People — very smart people — who could easily qualify for a 1.9 percent financing rate for a solar loan, and who would save thousands of dollars, will not, I repeat, will not budge on the rooftop solar is “too expensive” line until it is cheap, cheap, 5 times, maybe even 10 times cheaper than it is now.

Is $1.43 per watt too expensive?
Heck, five years ago, when we went solar and paid $8,000 out of pocket for a 5.6 kW solar system that covers 100 percent of my home’s electricity  + 15,000 miles of driving in an all-electric Nissan LEAF, I could not even convince my own wife that solar wasn’t “too expensive.”

I showed her, on paper, that we would save thousands, tens of thousands of dollars across the long term, but all she saw was that we didn’t have the savings to pay up front for our system. Hence, solar was “too expensive”.

My wife is a very smart woman — she has her master’s degree in public health and crunches health statistics for a living. I still could not persuade her. I made the decision that “we” would buy a rooftop solar system anyway, and, unfortunately, this decision on my part that brought me tremendous joy, and inspired me to lauch SolarChargedDriving.Com in September of 2009, is part of the reason,  a very small part, but a part nonetheless, why, in a couple of months, my wife and I — having been together for nearly 20 years — will be officially divorced.

Now, I’m not saying there’s as much friction about money, and short term vs. long term spending and savings in every household as their was in ours. I am saying “grid parity” doesn’t mean all that much in terms of individual homeowners with rooftops suitable for solar suddenly leaping from the utility, pay as go model to the rooftop solar pay-it-all-up-front model of electricity production and consumption.

Zero percent loans?
Indeed, homeowner aversion to stepping up to a pay-your-electric-bill forward to save in the long term model is precisely why solar leasing was, and still is in some places, hugely popular.
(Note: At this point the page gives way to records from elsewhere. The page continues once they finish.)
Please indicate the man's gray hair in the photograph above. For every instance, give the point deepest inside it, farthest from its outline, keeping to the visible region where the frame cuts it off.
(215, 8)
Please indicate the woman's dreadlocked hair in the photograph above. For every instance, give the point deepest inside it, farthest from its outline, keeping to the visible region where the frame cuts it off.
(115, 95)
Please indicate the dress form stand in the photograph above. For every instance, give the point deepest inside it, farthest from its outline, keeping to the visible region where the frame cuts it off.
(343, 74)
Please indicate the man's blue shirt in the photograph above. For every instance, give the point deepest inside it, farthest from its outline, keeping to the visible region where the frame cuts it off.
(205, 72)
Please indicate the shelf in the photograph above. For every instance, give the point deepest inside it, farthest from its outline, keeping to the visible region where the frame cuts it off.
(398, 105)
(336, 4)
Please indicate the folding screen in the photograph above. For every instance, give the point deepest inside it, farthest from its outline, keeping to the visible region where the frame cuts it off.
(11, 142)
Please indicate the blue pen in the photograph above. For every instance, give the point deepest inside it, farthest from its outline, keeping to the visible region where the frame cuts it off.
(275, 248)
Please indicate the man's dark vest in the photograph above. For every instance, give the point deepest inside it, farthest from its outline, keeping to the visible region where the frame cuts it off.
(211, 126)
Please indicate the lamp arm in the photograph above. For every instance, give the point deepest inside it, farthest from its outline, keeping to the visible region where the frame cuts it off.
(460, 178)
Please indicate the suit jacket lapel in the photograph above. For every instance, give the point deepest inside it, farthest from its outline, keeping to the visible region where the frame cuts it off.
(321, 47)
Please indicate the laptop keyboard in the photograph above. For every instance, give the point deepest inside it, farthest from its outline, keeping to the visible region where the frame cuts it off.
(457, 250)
In sum, grid parity is largely meaningless in terms of individual rooftop solar ownership because most Americans are creatures of electric bill habit, and they have been habituated — for decades and decades — to paying smaller amounts on a per month basis for their electricity rather than a huge lump sum for a decades supply of electricity. Yes, a loan, no matter how low the interest rate — unless, it’s 0 percent — equals psychologically a “huge” sum in most people’s eyes.

Home rooftop solar will have to be very cheap indeed — cheaper even than the pretty darn crazy cheap $1.43 per watt cost my wife and I paid in 2010 thanks to huge Xcel Energy rebates which are a thing of the past — for the homeowner rooftop solar revolution to unfold.

True, few American consumers think about car purchases or home purchases in these terms — though they probably should. They pay their car and home forward, big time — indeed, most never end up paying off their home loan. However, thanks to having been habituated to monthly electric bills, these same folks think of home rooftop solar (purchased with a loan) as a “huge” upfront payment, one most simply do not want to do.

Home rooftop solar will have to be very cheap indeed — cheaper even than the pretty darn crazy cheap $1.43 per watt cost my wife and I paid in 2010 thanks to huge Xcel Energy rebates which are a thing of the past — for the homeowner rooftop solar revolution to unfold in as exciting, and expontential fashion, that some seem to think “grid parity” will usher in.